Tencent Acquires 29% of Funcom


Funcom has announced the purchase of 29% of shares from Norwegian KGJ Capital As by Tencent Holdings. The public statement reads:

OSLO, Norway – Sept 30th, 2019 – Tencent, a leading Internet company with a strong online games operation, entered into a share purchase agreement to acquire 29% of the shares in Funcom, the independent developer and publisher of games such as Conan ExilesThe Secret World, and Mutant Year Zero: Road to Eden. The acquisition makes Tencent the largest shareholder in Funcom. Funcom is listed as Funcom SE on the Oslo Stock Exchange (OSE: Funcom).


Tencent has agreed to acquire all shares belonging to the Norway-based KGJ Capital AS, which is currently the largest shareholder in Funcom.



“We are very pleased to see Tencent come in as the largest shareholder of Funcom,” says Funcom CEO Rui Casais. “Tencent has a reputation for being a responsible long-term investor, and for its renowned operational capabilities in online games.The insight, experience, and knowledge that Tencent will bring is of great value to us and we look forward to working closely with them as we continue to develop great games and build a successful future for Funcom.”


Tencent ranks top in terms of online games revenue globally and is a shareholder in many of the world’s leading gaming companies such as Riot Games, Epic, Supercell, Ubisoft, Paradox, Frontier and Miniclip.

Gamer’s should take concern  of the growing network of influence Tencent is acquiring over the industry. Before mentioning their 40% share in Epic Games rendering the Epic Store to be largely the formerly planned Tencent International Store, there is the 5% they own in Activision/Blizzard, Ubisoft and Paradox interactive. 80% of Grinding Gears Games,100% of Riot, 14.46% and 84.3% of Supercell are also owned by Tencent. The company has ties to the Lego Group, Goldman Sachs, owns 12% of Snapchat and has influence in countless other companies.
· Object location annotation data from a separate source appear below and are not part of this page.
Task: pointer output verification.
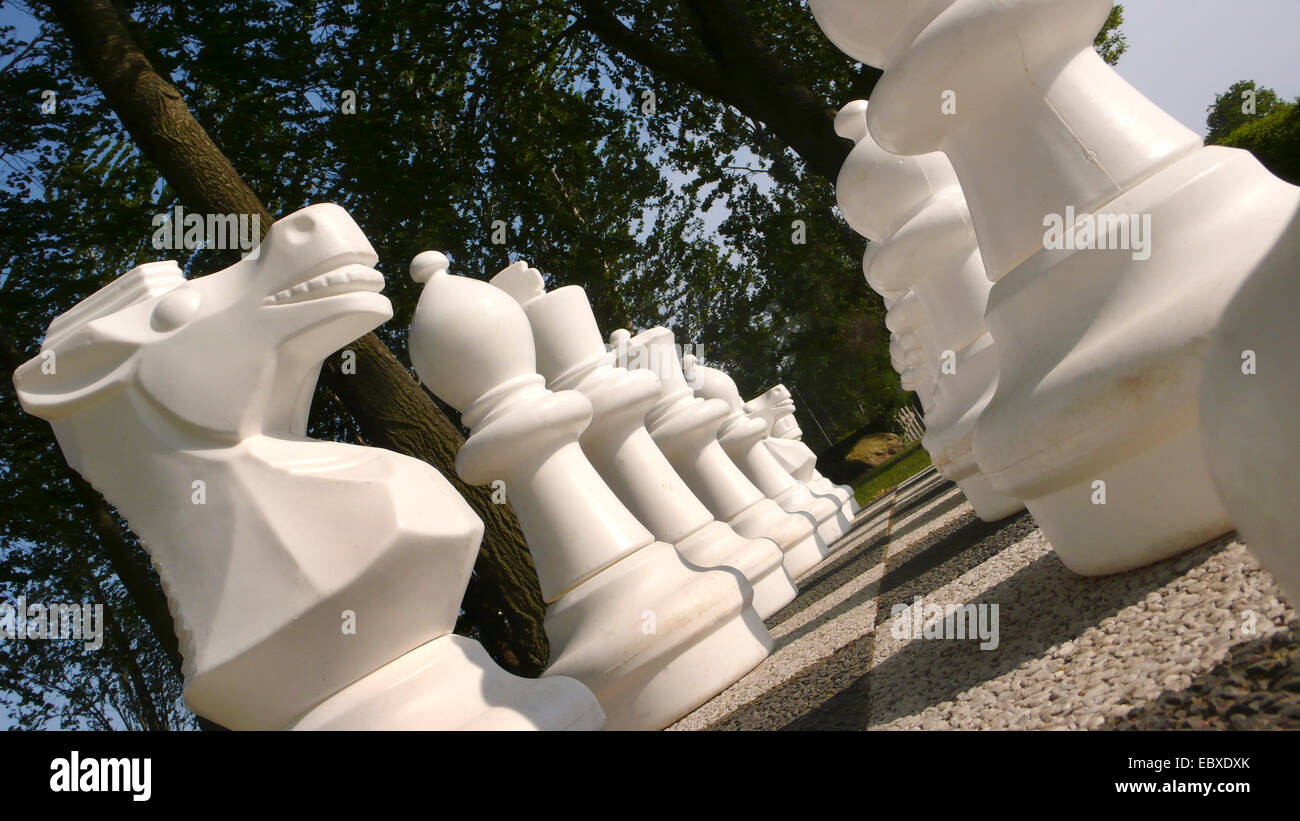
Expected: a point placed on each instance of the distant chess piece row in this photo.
(923, 248)
(313, 585)
(571, 355)
(1104, 322)
(650, 634)
(685, 428)
(785, 441)
(744, 439)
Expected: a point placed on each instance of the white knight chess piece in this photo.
(571, 355)
(653, 637)
(742, 435)
(913, 211)
(1114, 239)
(185, 403)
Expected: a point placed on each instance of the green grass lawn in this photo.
(892, 473)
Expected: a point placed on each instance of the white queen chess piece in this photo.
(185, 403)
(913, 211)
(742, 435)
(785, 441)
(653, 637)
(685, 429)
(571, 355)
(1103, 320)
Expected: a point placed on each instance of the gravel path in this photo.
(1201, 639)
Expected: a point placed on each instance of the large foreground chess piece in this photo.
(649, 634)
(1249, 409)
(915, 214)
(742, 435)
(571, 355)
(185, 403)
(1103, 320)
(685, 429)
(785, 441)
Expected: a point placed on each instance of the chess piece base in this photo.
(653, 638)
(1248, 413)
(823, 512)
(451, 683)
(1101, 356)
(758, 560)
(989, 505)
(794, 534)
(1144, 518)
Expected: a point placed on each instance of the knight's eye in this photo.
(176, 309)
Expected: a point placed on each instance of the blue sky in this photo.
(1183, 52)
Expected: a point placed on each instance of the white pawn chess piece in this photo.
(785, 441)
(741, 437)
(915, 214)
(649, 634)
(571, 355)
(185, 403)
(1101, 321)
(1249, 400)
(685, 429)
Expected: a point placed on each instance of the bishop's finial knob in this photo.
(467, 337)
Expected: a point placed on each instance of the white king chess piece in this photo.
(571, 355)
(785, 441)
(185, 403)
(685, 429)
(653, 637)
(1114, 239)
(742, 435)
(913, 211)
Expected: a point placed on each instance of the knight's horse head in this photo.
(224, 356)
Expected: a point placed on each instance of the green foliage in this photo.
(466, 113)
(1110, 42)
(1273, 139)
(891, 474)
(1246, 101)
(1256, 118)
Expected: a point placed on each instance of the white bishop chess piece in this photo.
(913, 211)
(1104, 318)
(685, 429)
(571, 355)
(785, 441)
(185, 403)
(653, 637)
(742, 435)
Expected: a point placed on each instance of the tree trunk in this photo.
(503, 603)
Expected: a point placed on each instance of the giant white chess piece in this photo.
(785, 441)
(741, 437)
(1103, 320)
(653, 637)
(571, 355)
(1249, 405)
(185, 403)
(685, 429)
(913, 211)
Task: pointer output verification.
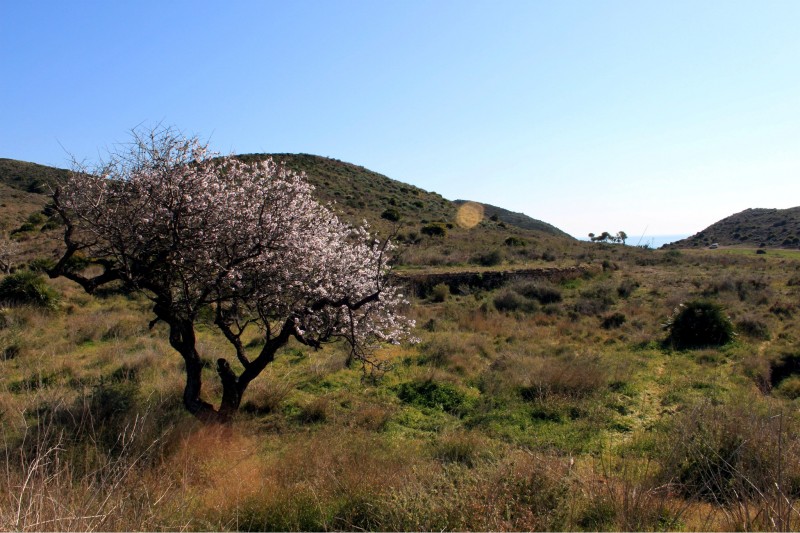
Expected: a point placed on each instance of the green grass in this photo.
(515, 419)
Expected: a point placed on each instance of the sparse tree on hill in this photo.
(248, 242)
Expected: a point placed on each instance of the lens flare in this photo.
(469, 215)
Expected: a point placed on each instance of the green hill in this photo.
(521, 220)
(423, 222)
(771, 228)
(29, 177)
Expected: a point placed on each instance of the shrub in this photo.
(26, 287)
(699, 324)
(514, 241)
(491, 258)
(434, 395)
(508, 300)
(391, 214)
(613, 321)
(730, 453)
(440, 292)
(433, 230)
(41, 264)
(753, 327)
(627, 287)
(544, 292)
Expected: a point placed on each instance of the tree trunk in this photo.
(231, 391)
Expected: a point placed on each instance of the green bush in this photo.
(41, 264)
(612, 321)
(544, 292)
(491, 258)
(433, 395)
(440, 292)
(508, 300)
(753, 327)
(26, 287)
(433, 230)
(514, 241)
(699, 324)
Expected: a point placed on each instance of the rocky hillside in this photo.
(424, 222)
(770, 228)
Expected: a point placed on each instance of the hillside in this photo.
(520, 220)
(771, 228)
(28, 177)
(546, 396)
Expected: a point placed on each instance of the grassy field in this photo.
(537, 405)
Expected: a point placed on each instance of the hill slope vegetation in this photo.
(770, 228)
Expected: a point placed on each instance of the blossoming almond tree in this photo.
(196, 232)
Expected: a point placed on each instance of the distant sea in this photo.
(653, 241)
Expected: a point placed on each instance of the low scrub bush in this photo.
(508, 300)
(434, 395)
(613, 321)
(28, 288)
(753, 328)
(544, 292)
(491, 258)
(698, 324)
(440, 293)
(571, 375)
(733, 454)
(626, 287)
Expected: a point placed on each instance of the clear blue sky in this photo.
(591, 115)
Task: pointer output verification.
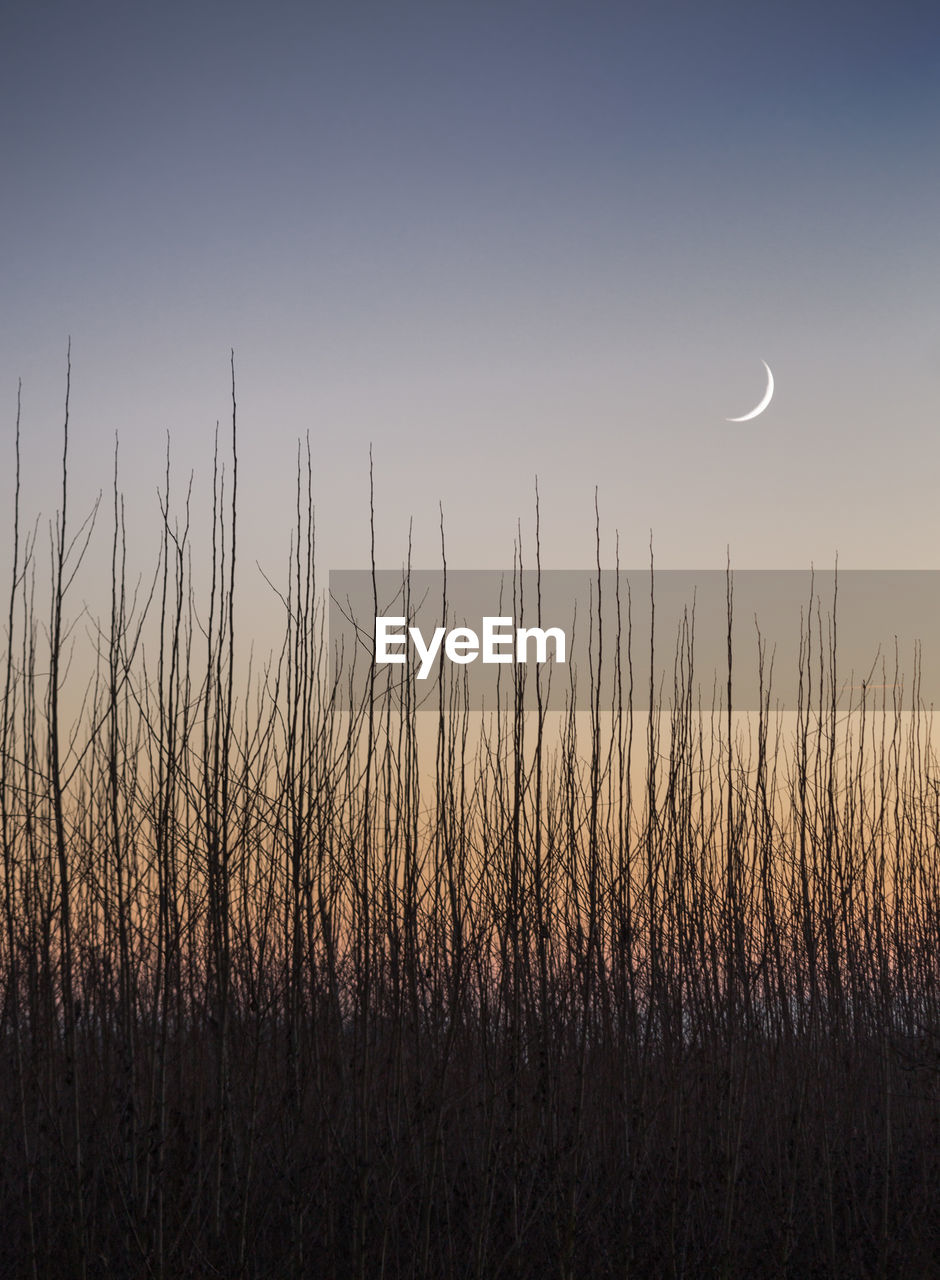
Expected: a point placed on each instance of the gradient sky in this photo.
(494, 241)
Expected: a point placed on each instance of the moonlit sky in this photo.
(494, 241)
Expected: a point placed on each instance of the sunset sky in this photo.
(494, 241)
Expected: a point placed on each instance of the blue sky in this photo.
(493, 242)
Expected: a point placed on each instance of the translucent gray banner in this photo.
(565, 638)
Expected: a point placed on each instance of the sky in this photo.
(493, 242)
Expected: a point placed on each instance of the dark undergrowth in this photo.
(301, 983)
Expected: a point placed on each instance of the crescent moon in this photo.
(765, 402)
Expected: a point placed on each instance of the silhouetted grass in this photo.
(299, 983)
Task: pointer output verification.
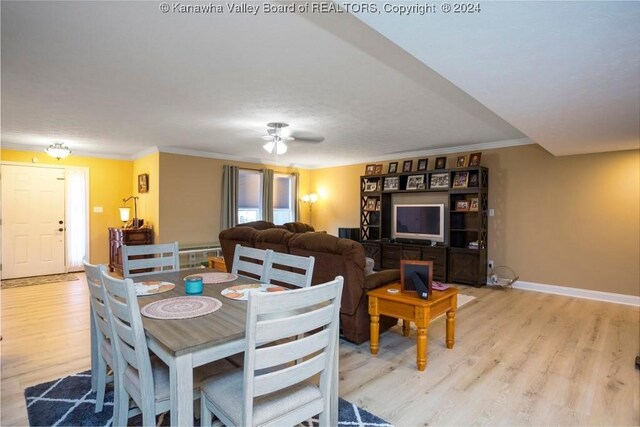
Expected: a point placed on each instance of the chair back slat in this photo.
(290, 270)
(283, 378)
(266, 357)
(285, 327)
(139, 259)
(127, 329)
(251, 262)
(309, 316)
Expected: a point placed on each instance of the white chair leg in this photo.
(101, 384)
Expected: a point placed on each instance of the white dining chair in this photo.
(290, 269)
(140, 377)
(101, 331)
(150, 259)
(272, 389)
(251, 262)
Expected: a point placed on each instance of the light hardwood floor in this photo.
(520, 358)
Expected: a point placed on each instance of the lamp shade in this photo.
(125, 214)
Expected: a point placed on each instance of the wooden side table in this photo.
(410, 308)
(217, 262)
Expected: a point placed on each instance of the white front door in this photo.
(32, 221)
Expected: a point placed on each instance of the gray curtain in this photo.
(229, 214)
(267, 194)
(296, 196)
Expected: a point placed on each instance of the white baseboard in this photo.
(579, 293)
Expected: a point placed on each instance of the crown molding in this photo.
(74, 152)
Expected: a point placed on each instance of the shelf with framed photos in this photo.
(463, 258)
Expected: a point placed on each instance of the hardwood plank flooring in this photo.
(520, 358)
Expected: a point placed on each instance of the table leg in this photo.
(422, 316)
(374, 340)
(406, 327)
(181, 391)
(451, 328)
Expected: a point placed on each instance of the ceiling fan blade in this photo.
(307, 137)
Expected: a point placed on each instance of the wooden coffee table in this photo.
(410, 308)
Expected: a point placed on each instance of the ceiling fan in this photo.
(277, 139)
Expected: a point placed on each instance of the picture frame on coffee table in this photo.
(416, 277)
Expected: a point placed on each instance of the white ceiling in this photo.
(118, 78)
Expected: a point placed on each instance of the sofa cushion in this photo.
(334, 257)
(273, 238)
(298, 227)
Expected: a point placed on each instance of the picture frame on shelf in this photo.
(474, 159)
(462, 205)
(460, 179)
(416, 277)
(391, 183)
(439, 180)
(413, 181)
(143, 183)
(473, 180)
(370, 186)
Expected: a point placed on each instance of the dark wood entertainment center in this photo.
(462, 258)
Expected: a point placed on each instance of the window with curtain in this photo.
(249, 195)
(77, 224)
(284, 198)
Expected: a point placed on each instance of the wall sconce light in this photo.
(58, 150)
(125, 212)
(309, 199)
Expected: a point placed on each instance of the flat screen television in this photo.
(417, 222)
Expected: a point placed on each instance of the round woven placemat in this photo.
(181, 307)
(213, 278)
This monolithic reach inevitably has a negative impact on the economy, and rightfully is illegal in most first world countries because of the monopolistic impacts it tends to have. Yet on the global stage no such preventative measures exist, nor any regulation to keep these corporate entities in check. Already this influence is visible in companies like Ubisoft declaring Valve’s 30% too much, all the while happy to pay Sony, Microsoft, Apple, and Google the same 30% without question. As the influence continues to grow with Tencent becoming more subordinate to the Chinese government it means the Chinese government continues to grow in influence over the video game market.

Detractors of this concern will point out that Tencent is an independent company. On paper this claim has merits, but in practice it is becoming more an illusionary divide between them and the Chinese Government. In 2017 the Chinese government in a move to demonstrate their power over the giant publisher froze all video game approvals. In the Chinese system every game has to be approved by the state for sale. This resulted in 135 Billion dollar loss in the company’s stock value. Routinely the Chinese Government shuts down Tencent’s social media accounts and fines them for not properly policing their communities.

As a result the company has continued to bow to the influence of the Chinese government. In 2018 the company censored human rights activists on WeChat through the censorship of keyword combinations, as reported by Quartz. As a company its independence from the Chinese Authority is increasingly diminishing, to a degree that eventually the independence will be a mere formality on paper and little else.